Я, в натуре, нацепила клевый прикид крутых байкеров в виде всяких побрякушек на запястья, темные очки на мордашку, не забыв и несколько цветных, долго не смывающихся татуировок на предплечья и одну на… короче, на бедро сзади, но повыше. С коротенькими шортиками это смотрелось очень, очень… стильно.
Оставалась мелочь: найти мотоцикл.
Столько денег у меня не было, чтобы я могла его купить, поэтому приходилось отрабатывать другие методы.
Поймав мотор, я поехала по адресу, сообщенному мне настоящей Олей Ярченко.
Байкеры и рокеры и прочая шелупонь тусовались вокруг и внутри ржавого металлического ангара на севере Нового Сочи в районе Виноградной улицы.
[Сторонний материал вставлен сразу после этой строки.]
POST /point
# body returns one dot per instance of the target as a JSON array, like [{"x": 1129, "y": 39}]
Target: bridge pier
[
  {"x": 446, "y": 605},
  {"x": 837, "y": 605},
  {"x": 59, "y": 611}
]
Выйдя из такси, я сразу же попала под перекрестный обстрел десятков взглядов.
Не все они были заинтересованными, некоторые глазки таращились на меня с явной антипатией.
Стоит ли говорить, что они принадлежали нашему брату?
Я про девчонок.
Байкеры уже разложились и расселись по поляне, необъяснимым архитектурным умыслом образованной между домами новостроек.
Тут же валялись, отдыхая или ремонтируясь, их мотоциклы. Всего же людей вокруг меня тусовалось под три десятка, но с ними всеми я знакомиться не желала.
Моей целью был некий байкер по кличке Геноцид. Как мне объяснила Оля, байкера в нормальной жизни звали просто Геной Цидманом, но, переходя на ночной образ жизни, Гена решил переименоваться, что и сделал после долгих и напряженных раздумий.